On the first page of Room protagonist Jack celebrates his fifth birthday. His mother has not been able to buy him a present, because she has been locked in a soundproof garden shed for the past seven years. Still in chapter one, I learn about Old Nick, the man responsible for abducting Jack’s mother and continually raping her, and Jack’s father. I wonder if it is wise to pursue reading this horrifying story, inspired by the Fritzl and Kampusch cases. But when I carry on, I begin to realise that Room is anything but a cruel thriller exploiting the real suffering caused by such kidnapping cases. It is a novel about the relationship between parent and child and the importance of language and storytelling within this relationship.

Five-year-old Jack is the narrator of Room and it is mostly this remarkable narrative that saves the book from becoming an obscene horror story. For the reader (and his mother), his existence as captive is horrifying, but for Jack it simply is. Because he has no experience of the outside world, he lacks any other frame of reference, and therefore Room is neither small nor a prison from Jack’s perspective. Jack names the objects standing in ‘Room’ as friends: Plant, Skylight, Rug for example. While reading the book, I tend to think of them too as having larger proportions than the actual 12-foot-square space would permit. As a result, by viewing everything through the little boy’s eyes, the prison cell is turned into a bearable and even liveable place.

Also, any character description or history of kidnapper ‘Old Nick’ is absent. He remains nameless and storyless throughout the book and his character does not develop beyond the initial portrayal of fairy-tale-type villain. And once he is arrested in the second part of the book, he disappears. This fact also makes clear that writer Donoghue wanted to focus on love between mother and child, although in rather extreme circumstances.

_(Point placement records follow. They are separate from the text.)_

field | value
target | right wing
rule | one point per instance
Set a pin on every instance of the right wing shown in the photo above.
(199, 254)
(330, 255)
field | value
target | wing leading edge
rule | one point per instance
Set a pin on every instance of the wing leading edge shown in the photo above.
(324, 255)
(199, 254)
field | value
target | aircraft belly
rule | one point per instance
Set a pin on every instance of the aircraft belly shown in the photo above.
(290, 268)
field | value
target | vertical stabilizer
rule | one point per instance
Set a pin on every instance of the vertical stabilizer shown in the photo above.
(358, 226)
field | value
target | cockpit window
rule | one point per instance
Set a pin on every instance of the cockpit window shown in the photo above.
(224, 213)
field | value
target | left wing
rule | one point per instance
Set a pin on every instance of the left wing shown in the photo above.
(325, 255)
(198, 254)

These extreme circumstances make it possible to intensify and test a relationship that is already difficult under normal circumstances. Even though it is clear that mother and child love each other there are problems, such as Jack’s frustration when his mother is unwilling to answer his questions and her anger when Jack demands she tell the story about ‘Dylan the Digger’ again. Other issues include health – Jack has to eat his vegetables and the television time is limited – and education. Jack’s mother makes sure he develops as normal as possible by reading him stories and trying to explain the outside world to him. But she only has her own nineteen years of experience and her own habits and knowledge of family life. Jack and ‘Ma’ have their private world and its own language of codes and in-jokes. What is so deeply touching about Room is recognising that this must be what makes a natural parent-child relationship.

In the second part of the book Jack and his mother manage to escape from the garden shed and the setting is moved to the outside world. With extreme care and great skill, Donoghue describes how Jack copes with the outside world. But the novel loses a lot of its original beauty. Different  voices and settings distract from the novel’s focus on the parent-child relationship and the novel becomes more like a thriller.